Sur les bancs scolaires, lorsque l’histoire économique du Japon est abordée, il est souvent question de « miracle japonais » prenant racine dans les années 50. L’histoire nous apprend aussi qu’une décennie et demie plus tard, son PIB a été multiplié par 5, grâce à une industrialisation intensive et efficace, appuyée par une stratégie d’exportation à outrance. Ces excédents commerciaux assurent à l’archipel une croissance moyenne de 5% par an, permettant au Japon de devenir la deuxième puissance économique mondiale. La bourse de Tokyo en a profité jusqu’à son apogée en 1989, un plus haut jamais revu sur le Nikkei à proximité des 39000 points. Ce pic graphique marque aussi la fin de la bulle immobilière, elle-même encouragée par un fort taux d’épargne. Les années suivantes sont venues mettre un terme à l’embellie économique, pour enchaîner sur deux décennies “perdues”, où progressivement une “déflation rampante” s’installe, mettant ainsi un terme à l’irrésistible ascension de l’archipel Nippon. Afin d’endiguer cette léthargie économique, la Banque du Japon (BoJ) a lancé depuis plus de 5 ans un vaste programme d’achats intensifs créant une situation inédite pour un pays du G7, d’avoir une valeur des actifs détenus par la banque centrale supérieure au PIB du pays. Cette mesure non conventionnelle favorise l’inondation des circuits financiers de liquidités, afin de stimuler le crédit et la consommation, mais ne permet toujours pas d’atteindre les 2% d’inflation. Le Pays du Soleil Levant, tout comme la plupart des pays occidentaux, peine à retrouver une véritable hausse des prix. La concurrence exacerbée des pays voisins dont la Chine qui elle a, par ailleurs, pris sa place sur le podium des puissances économiques, et une génération vieillissante de consommateurs, privilégiant davantage l’épargne à la consommation, en sont les principales causes. Le pays a retrouvé de la vigueur grâce aux mesures du premier ministre Shinzo Abe, au pouvoir depuis fin 2012. Cet héritier d’une famille d’hommes politiques a su redynamiser l’archipel, en lançant ses trois flèches : accroissement de la masse monétaire, relance budgétaire par la politique de la demande, auxquels se rajoutent les réformes structurelles sur le droit du travail afin de renforcer la compétitivité.

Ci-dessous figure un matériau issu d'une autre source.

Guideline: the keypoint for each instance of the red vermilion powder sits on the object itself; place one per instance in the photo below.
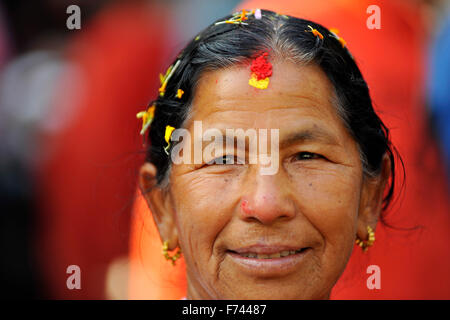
(261, 67)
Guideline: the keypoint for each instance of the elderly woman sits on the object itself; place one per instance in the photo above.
(252, 226)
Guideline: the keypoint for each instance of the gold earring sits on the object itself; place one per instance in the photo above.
(166, 253)
(367, 243)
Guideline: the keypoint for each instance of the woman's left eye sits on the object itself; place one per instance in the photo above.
(307, 156)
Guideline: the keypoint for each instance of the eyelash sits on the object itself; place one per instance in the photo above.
(224, 159)
(298, 157)
(309, 156)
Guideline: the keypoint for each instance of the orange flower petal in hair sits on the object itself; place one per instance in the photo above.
(147, 118)
(261, 71)
(334, 33)
(315, 32)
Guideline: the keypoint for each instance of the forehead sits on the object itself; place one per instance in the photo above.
(295, 93)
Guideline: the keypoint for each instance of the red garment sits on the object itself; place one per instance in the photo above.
(86, 187)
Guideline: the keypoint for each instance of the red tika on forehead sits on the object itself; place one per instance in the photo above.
(261, 67)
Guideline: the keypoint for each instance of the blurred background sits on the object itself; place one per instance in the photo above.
(70, 148)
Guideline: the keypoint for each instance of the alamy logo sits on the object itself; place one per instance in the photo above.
(74, 280)
(374, 280)
(215, 147)
(74, 20)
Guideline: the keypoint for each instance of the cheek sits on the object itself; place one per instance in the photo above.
(204, 205)
(329, 199)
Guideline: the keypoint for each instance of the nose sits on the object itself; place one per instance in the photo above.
(267, 202)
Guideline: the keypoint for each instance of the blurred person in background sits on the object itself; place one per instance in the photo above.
(412, 254)
(439, 83)
(35, 33)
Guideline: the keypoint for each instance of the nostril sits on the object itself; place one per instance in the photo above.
(245, 207)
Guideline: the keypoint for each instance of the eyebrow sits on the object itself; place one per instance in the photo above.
(316, 134)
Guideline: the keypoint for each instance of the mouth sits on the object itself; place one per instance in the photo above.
(269, 261)
(275, 255)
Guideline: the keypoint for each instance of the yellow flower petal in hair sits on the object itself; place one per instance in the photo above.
(165, 79)
(315, 32)
(167, 135)
(334, 33)
(147, 118)
(237, 18)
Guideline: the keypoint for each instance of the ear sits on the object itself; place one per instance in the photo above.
(372, 199)
(160, 204)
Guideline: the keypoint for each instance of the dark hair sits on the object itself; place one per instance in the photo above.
(220, 46)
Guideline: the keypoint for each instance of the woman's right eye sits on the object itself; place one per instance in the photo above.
(227, 159)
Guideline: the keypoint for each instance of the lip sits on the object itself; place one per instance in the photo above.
(274, 267)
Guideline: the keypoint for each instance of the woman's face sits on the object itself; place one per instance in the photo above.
(288, 235)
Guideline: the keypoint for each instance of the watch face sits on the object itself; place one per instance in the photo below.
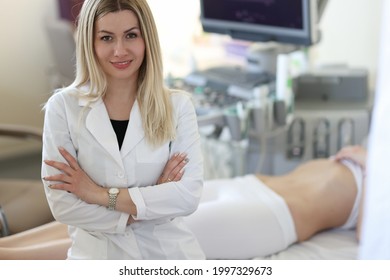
(113, 191)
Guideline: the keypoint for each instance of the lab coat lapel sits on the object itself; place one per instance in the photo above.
(135, 132)
(99, 125)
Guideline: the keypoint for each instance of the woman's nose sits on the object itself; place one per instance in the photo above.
(120, 48)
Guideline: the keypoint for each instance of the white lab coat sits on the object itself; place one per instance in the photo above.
(98, 233)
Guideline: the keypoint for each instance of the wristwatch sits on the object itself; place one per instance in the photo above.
(112, 195)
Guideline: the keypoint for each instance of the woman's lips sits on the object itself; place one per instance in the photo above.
(121, 64)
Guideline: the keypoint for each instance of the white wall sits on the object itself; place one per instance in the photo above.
(24, 61)
(350, 35)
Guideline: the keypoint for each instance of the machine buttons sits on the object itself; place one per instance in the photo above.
(321, 145)
(296, 139)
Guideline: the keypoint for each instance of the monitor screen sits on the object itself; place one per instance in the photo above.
(283, 21)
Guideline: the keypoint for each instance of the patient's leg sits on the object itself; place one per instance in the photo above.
(50, 250)
(48, 232)
(241, 218)
(321, 194)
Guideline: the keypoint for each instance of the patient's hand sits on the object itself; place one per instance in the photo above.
(356, 153)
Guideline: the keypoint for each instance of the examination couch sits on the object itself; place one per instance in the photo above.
(23, 203)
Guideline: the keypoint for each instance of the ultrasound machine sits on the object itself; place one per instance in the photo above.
(279, 117)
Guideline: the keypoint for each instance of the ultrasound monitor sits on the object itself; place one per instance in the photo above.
(282, 21)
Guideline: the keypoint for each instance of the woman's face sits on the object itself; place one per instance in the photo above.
(119, 46)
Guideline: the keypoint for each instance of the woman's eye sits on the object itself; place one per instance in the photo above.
(131, 35)
(106, 38)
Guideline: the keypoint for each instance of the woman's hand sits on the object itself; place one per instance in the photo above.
(174, 169)
(73, 179)
(356, 153)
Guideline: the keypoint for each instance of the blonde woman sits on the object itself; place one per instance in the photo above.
(245, 217)
(108, 136)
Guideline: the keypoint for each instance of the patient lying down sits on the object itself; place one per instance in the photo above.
(245, 217)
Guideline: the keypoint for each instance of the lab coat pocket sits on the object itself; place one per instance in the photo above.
(88, 246)
(177, 241)
(148, 154)
(150, 163)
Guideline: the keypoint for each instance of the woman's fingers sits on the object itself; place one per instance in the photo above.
(65, 168)
(69, 158)
(173, 170)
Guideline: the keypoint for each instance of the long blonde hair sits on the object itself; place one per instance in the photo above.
(152, 95)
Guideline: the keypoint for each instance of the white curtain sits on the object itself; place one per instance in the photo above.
(375, 242)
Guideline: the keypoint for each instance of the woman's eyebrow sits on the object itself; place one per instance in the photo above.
(109, 32)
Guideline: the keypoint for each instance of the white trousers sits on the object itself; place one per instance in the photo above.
(241, 218)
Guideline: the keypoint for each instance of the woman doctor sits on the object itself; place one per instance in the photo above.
(108, 136)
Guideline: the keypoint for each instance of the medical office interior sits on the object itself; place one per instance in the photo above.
(264, 106)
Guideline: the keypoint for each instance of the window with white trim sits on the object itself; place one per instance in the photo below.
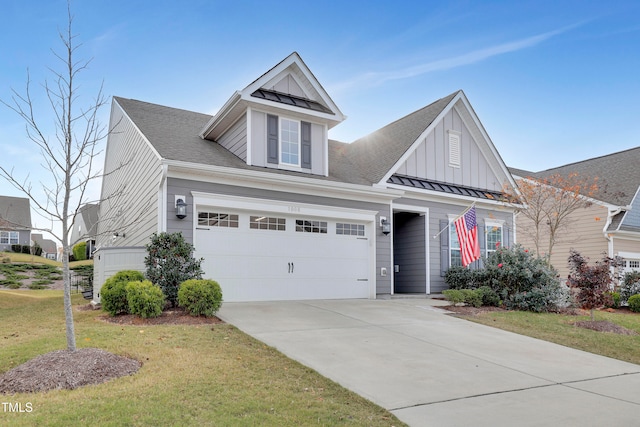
(267, 223)
(9, 237)
(455, 255)
(310, 226)
(350, 229)
(493, 236)
(217, 219)
(289, 142)
(454, 148)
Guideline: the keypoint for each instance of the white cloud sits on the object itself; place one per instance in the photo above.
(370, 79)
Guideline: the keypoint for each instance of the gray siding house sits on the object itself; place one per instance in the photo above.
(15, 222)
(279, 211)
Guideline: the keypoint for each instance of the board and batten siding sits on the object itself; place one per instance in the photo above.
(176, 186)
(430, 160)
(235, 139)
(583, 232)
(130, 186)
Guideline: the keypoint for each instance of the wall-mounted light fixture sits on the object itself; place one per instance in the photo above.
(385, 225)
(181, 207)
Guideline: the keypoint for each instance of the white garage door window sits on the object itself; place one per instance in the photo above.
(260, 251)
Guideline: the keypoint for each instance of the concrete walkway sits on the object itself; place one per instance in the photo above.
(432, 369)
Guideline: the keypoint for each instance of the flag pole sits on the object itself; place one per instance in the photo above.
(455, 219)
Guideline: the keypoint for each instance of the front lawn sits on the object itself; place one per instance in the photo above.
(560, 329)
(191, 375)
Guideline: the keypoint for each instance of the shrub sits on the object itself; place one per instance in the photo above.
(489, 296)
(592, 281)
(80, 251)
(612, 299)
(510, 271)
(630, 285)
(472, 297)
(145, 299)
(461, 278)
(113, 294)
(538, 300)
(455, 296)
(200, 297)
(634, 303)
(169, 262)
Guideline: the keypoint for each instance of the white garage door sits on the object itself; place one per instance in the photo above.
(264, 255)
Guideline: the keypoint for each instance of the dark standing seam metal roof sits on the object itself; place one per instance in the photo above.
(444, 187)
(296, 101)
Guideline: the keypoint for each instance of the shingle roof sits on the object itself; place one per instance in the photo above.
(618, 175)
(377, 152)
(174, 133)
(15, 213)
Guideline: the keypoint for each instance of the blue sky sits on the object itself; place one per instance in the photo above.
(553, 82)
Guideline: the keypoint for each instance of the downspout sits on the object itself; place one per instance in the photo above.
(162, 200)
(608, 236)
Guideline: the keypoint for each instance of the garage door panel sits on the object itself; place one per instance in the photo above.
(255, 264)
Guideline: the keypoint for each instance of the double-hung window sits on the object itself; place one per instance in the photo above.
(9, 237)
(493, 234)
(289, 142)
(455, 256)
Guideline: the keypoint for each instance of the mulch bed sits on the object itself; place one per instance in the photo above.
(63, 369)
(176, 316)
(596, 325)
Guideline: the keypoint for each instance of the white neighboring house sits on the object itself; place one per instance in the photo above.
(279, 211)
(84, 227)
(15, 222)
(49, 247)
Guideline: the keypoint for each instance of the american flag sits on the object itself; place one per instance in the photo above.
(467, 230)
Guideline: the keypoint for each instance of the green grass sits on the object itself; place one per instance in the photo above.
(27, 258)
(207, 375)
(560, 329)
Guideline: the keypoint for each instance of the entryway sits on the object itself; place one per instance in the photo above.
(410, 252)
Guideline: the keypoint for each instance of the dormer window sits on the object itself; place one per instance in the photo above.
(289, 142)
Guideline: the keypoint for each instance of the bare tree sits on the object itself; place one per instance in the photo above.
(68, 156)
(549, 203)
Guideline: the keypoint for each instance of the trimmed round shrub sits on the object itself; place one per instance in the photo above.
(634, 303)
(455, 296)
(472, 297)
(113, 295)
(461, 278)
(489, 296)
(200, 297)
(145, 299)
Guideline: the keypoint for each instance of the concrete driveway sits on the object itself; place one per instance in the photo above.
(431, 369)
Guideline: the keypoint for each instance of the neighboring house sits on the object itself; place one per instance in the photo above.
(279, 211)
(611, 225)
(15, 222)
(84, 227)
(49, 247)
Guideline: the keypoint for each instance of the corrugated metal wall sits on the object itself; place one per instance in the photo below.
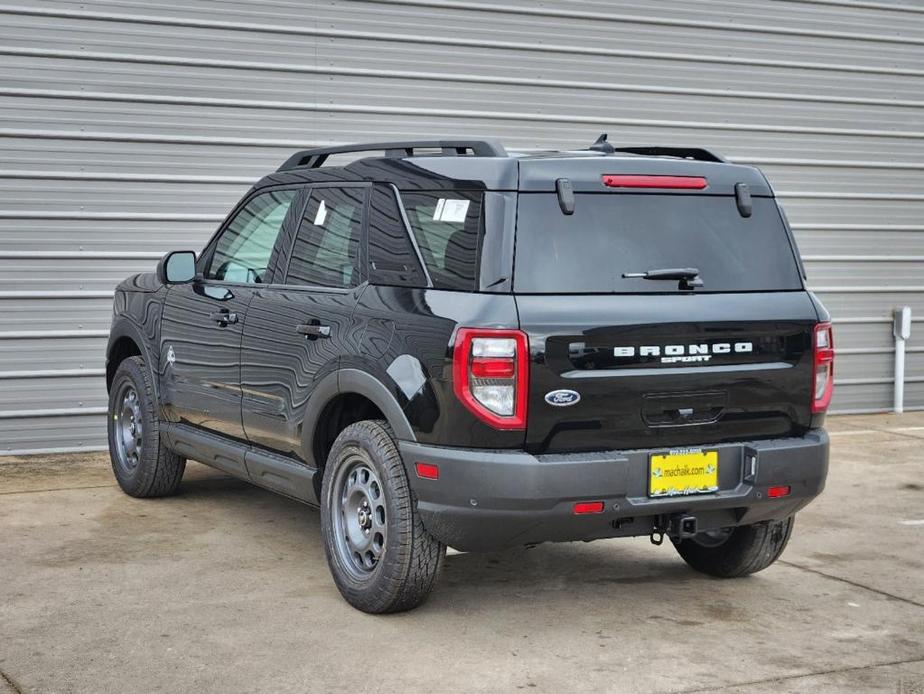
(128, 128)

A ce jour, les perspectives de reprise de la croissance restent tangibles, malgré un troisième trimestre accidentellement négatif (-0.6% du PIB). Abe avait même pris pour slogan dans son programme politique « remettre sur pied le Japon ». Sa reconduction à la tête de son parti libéral démocrate le désignant de facto premier ministre pour encore un an marque la confiance qu’il inspire toujours auprès de ses concitoyens. La récente victoire de Tokyo pour l’organisation des jeux olympiques de 2020 a d’ailleurs généré un surplus de popularité.
Résilient sur le plan structurel avec une dette publique financée par les japonais eux-mêmes, le pays demeure néanmoins exposé à l’économie mondiale, justifiant le maintien des mesures monétaires exceptionnelles. Malgré des taux bas, le yen pourrait être le grand gagnant de 2019, avec la fin du cycle expansionniste de l’économie américaine qui devrait engendrer des perspectives défensives chez les investisseurs et amplifierait, bien sûr, la demande en valeurs refuges dont la monnaie japonaise.